Bu gerçekleştiğinde, denkleme oksitosin eklendiğini ve odaklanma, üretkenlik ve esneklik gibi temel performans özelliklerinde daha da büyük bir artış olduğunu görüyoruz ve içsel ateşimiz çok daha sıcak yanıyor. Son olarak, bir amacın olduğunda, geriye kalan iki içsel itici gücü de eklemen gerekir: özerklik ve ustalık. Daha açık bir ifadeyle, bir amacın olduğunda, sistem bu amacın peşinden gitme özgürlüğü olan özerkliği talep eder.

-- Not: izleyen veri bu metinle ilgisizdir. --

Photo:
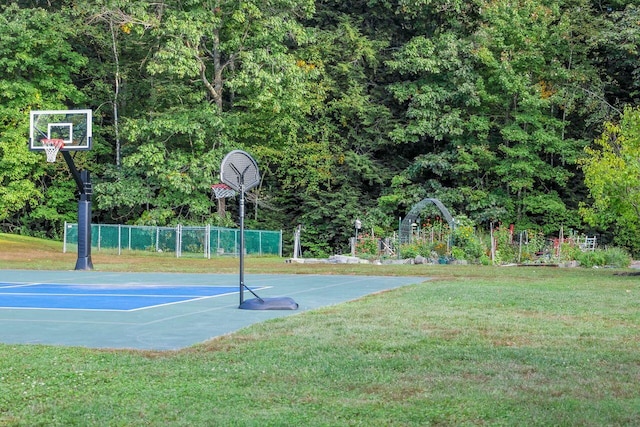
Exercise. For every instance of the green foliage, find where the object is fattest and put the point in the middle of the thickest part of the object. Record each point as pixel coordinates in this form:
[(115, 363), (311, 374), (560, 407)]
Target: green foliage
[(352, 110), (37, 66), (467, 244), (612, 173)]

Daha sonra sistem, bu amacı gerçekleştirmek için gereken becerileri sürekli olarak geliştirme arzusu olan ustalığı gerektirir. Gördüğün gibi, bu sıkı bir şekilde hizalanmış bir yığındır. Ancak doğru bir şekilde inşa edildiğinde hayat heyecan verici, ilginç, olasılıklarla dolu ve anlam yüklü olacaktır. Enerjideki bu artış, imkânsızı kovalamanın başlangıçta şüphelendiğinden daha kolay olmasının nedenlerinden biridir: İçsel itici güçler düzgün bir şekilde istiflendiğinde, biyolojimiz bize karşı değil, bizim için çalışır. Kısacası, imkansızı takip etme eyleminin kendisi aslında imkansızı takip etmemize yardımcı olur.